Die neue Notiz-App: Apple hat eine neue Notiz-App mit auf den Weg gebracht, welche sich unter iOS 9 auch als kleine ToDo-Liste eignet. So könnt ihr Punkte eintragen, welche sich per Fingertip rudimentär abhaken lassen. Zudem können nun Bilder hinzugefügt werden und ein Zeichenblock für handschriftliche Notizen oder kleine Zeichnungen wurde integriert.

 

Neue Music App: Auch die Musik Applikation ist in iOS 9 völlig neu. Sie kann nun deutlich effizienter per Gesten gesteuert werden und einige unübersichtliche Listen wurden entfernt. In der Beta sind erst zwei Reiter unten in der Navigation zu sehen, welche sich mit dem Start von Apple Music allerdings noch auf bis zu drei weitere erhöhen sollten. Bisher könnt ihr euch nur die Musik auf eurem Gerät, die iTunes Bibliothek und natürlich eure iCloud-Lieder anzeigen lassen.

 

Aus Passbook wird Wallet: Die App Passbook verabschiedet sich nach zwei Jahren iOS auch schon wieder und heisst nun Wallet. Die Grundfunktionen sind allerdings geblieben: Weiterhin könnt ihr alle Karten, egal ob Tickets, Coupons, Flugkarten oder Bankkarten hier aufbewahren und für die Nutzung bereithalten. Das Design wurde mehr der Transparenz des iOS Betriebssystems angepasst. Soweit alles beim Alten, nur die Optik und der Name sind ausschlaggebend geändert worden.

 

Neuer Task-Switcher: Die Änderung hat gefehlt! Im neuen Task-Manager von iOS 9 wurden die recht überflüssigen Shortcuts für Kontakte entfernt und nur die Sicht auf die geöffneten Apps bleibt. Diese wurden in einem neuen überlappenden Kartendesign angelegt und sind durch den freigewordenen Platz auch nun grösser in der Darstellung. Wie gewohnt: Per Swipe nach oben schliesst ihr eure geöffneten Anwendungen.

 

Neue Tastatur und Suche: Die Tastatur wurde ebenfalls in iOS 9 runderneuert und zeigt nun nicht nur Grossbuchstaben, sondern auch Kleinbuchstaben an. Legt ihr beim Schreiben zwei Finger gleichzeitig für eine Sekunde auf die Tastatur, lässt sich der Curser wie ein Mauszeiger mit dem Touchpad verschieben, was die Bedienung vereinfachen soll. Die globale Suche kann zwar weiterhin mit einer Wischgeste von oben nach unten auf dem Homescreen aufgerufen werden, doch ist die bekannte Spotlightsuche auch wieder ganz links auf dem Homescreen zu finden. Sie zeigt euch zudem kontextbezogene Inhalte an, die euch weiterhelfen können. Über die Möglichkeiten haben wir oben im Teil von Siri bereits gesprochen. Die Suche funktioniert hier ähnlich.

 

Schriftfont überarbeitet: iOS 9 gleicht sich der Apple Watch an, denn der von der Uhr bekannte San Francisco Font wurde nun auch in der neuesten iOS Version übernommen. Die serifenlose Schrift soll besser gelesen werden können, vor allem bei kleineren Buchstaben. Die Systemschrift funktioniert iOS-weit und somit sollten sich alle Apps in einem leicht veränderten Look präsentieren.

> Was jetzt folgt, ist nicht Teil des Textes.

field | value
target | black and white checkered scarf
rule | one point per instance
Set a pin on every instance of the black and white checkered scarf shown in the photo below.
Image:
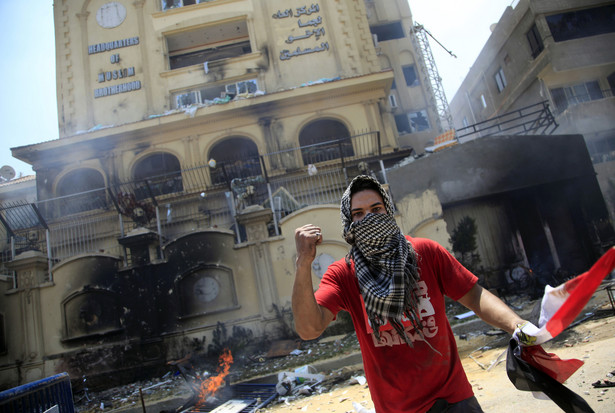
(385, 264)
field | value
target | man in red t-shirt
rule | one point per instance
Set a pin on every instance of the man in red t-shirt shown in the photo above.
(393, 287)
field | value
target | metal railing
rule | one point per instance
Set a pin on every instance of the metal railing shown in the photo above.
(565, 101)
(342, 151)
(172, 204)
(533, 119)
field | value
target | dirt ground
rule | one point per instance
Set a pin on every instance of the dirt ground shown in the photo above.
(592, 341)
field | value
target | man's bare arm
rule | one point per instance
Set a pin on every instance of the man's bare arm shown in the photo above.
(311, 319)
(491, 309)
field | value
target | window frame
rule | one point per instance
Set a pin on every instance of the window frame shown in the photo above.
(416, 81)
(535, 41)
(500, 80)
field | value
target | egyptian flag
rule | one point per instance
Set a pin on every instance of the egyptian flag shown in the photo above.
(529, 367)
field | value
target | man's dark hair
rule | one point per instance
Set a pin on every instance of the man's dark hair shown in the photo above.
(362, 185)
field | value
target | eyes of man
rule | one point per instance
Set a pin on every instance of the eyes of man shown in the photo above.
(360, 214)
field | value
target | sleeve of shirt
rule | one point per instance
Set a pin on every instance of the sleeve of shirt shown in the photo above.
(455, 280)
(330, 291)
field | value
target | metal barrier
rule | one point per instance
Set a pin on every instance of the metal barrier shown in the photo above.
(39, 396)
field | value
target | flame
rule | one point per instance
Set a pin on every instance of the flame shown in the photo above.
(210, 385)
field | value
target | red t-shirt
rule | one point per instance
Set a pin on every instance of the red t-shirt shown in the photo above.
(403, 379)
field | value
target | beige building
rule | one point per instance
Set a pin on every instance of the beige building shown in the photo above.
(195, 136)
(554, 53)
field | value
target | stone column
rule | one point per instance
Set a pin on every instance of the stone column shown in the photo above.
(31, 269)
(255, 219)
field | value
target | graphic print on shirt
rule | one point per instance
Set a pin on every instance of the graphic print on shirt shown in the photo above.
(388, 335)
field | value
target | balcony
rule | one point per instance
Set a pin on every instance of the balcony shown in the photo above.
(198, 197)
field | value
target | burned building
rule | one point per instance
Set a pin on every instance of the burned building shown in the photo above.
(192, 134)
(195, 136)
(555, 53)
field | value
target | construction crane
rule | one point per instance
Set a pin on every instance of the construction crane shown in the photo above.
(429, 72)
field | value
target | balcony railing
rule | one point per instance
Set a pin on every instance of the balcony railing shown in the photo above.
(533, 119)
(563, 101)
(194, 198)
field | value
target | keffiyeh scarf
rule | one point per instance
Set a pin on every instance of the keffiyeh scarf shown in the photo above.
(385, 264)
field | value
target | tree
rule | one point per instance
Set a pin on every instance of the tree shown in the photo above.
(463, 239)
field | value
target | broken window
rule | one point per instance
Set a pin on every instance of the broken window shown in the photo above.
(207, 290)
(412, 122)
(81, 190)
(388, 31)
(535, 41)
(161, 171)
(483, 101)
(582, 23)
(206, 44)
(235, 157)
(500, 80)
(2, 335)
(410, 75)
(208, 95)
(325, 140)
(563, 97)
(91, 312)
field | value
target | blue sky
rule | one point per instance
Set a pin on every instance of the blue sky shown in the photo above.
(29, 106)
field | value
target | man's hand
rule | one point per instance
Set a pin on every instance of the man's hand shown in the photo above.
(525, 334)
(311, 319)
(307, 238)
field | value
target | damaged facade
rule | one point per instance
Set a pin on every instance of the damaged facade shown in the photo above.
(556, 52)
(190, 132)
(194, 139)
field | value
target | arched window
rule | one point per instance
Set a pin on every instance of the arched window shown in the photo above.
(161, 171)
(324, 140)
(81, 190)
(235, 157)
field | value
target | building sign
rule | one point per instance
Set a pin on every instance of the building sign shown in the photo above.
(116, 74)
(116, 44)
(312, 31)
(115, 89)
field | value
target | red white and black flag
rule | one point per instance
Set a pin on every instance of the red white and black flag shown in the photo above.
(529, 367)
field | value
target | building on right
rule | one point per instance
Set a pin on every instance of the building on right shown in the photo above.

Apple Maps mit ÖPNV Einträgen und bald auch mit StreetView-Funktion

Apple Maps muss einfach besser werden und das weiss auch der Konzern aus Cupertino. Den Anfang macht hierfür nicht nur neues Kartenmaterial, sondern endlich auch eine Integration von öffentlichen Verkehrsmitteln für die Fussgängernavigation. Zwar sind noch nicht alle Städte integriert, doch sollen nun in Windeseile immer mehr hinzukommen. Ein Schritt, der durchaus zu begrüssen ist und Apple Maps wieder näher an die Konkurrenz heranrücken lässt. Der Dienst hat die letzten zwei Jahre stark aufholen müssen und ist zu einem soliden Paket herangewachsen.

 

Ebenfalls interessant dürfte die baldige Integration einer StreetView-ähnlichen Funktion sein. Laut einiger Medienberichte soll Apple an einer eigenen Version des Google-Konzepts basteln und bereits Autos im Umlauf haben, welche Aufnahmen für Apple Maps machen sollen. Wann der Dienst allerdings integriert wird und wie er dann heisst, sofern er einen Namen bekommt, bleibt unklar. Auch Verbesserungen an FlyOver wurden vorgenommen und so präsentieren sich nun weitere Städte in 3D und können so virtuell überflogen werden.

 

Auch hier greift wieder die Erneuerung der intelligenten Suche, welche sich durch das ganze neue iOS 9 System zieht. Entweder setzt diese kontextbezogen zum Standort und der Interaktivität an und lässt euch Vorschläge machen oder man sucht manuell per Filter nach Standorten oder Sehenswürdigkeiten. 

Apple Maps bekommt endlich eine ÖPNV Anzeige. Die intelligente Suche wurde hier ebenfalls integriert.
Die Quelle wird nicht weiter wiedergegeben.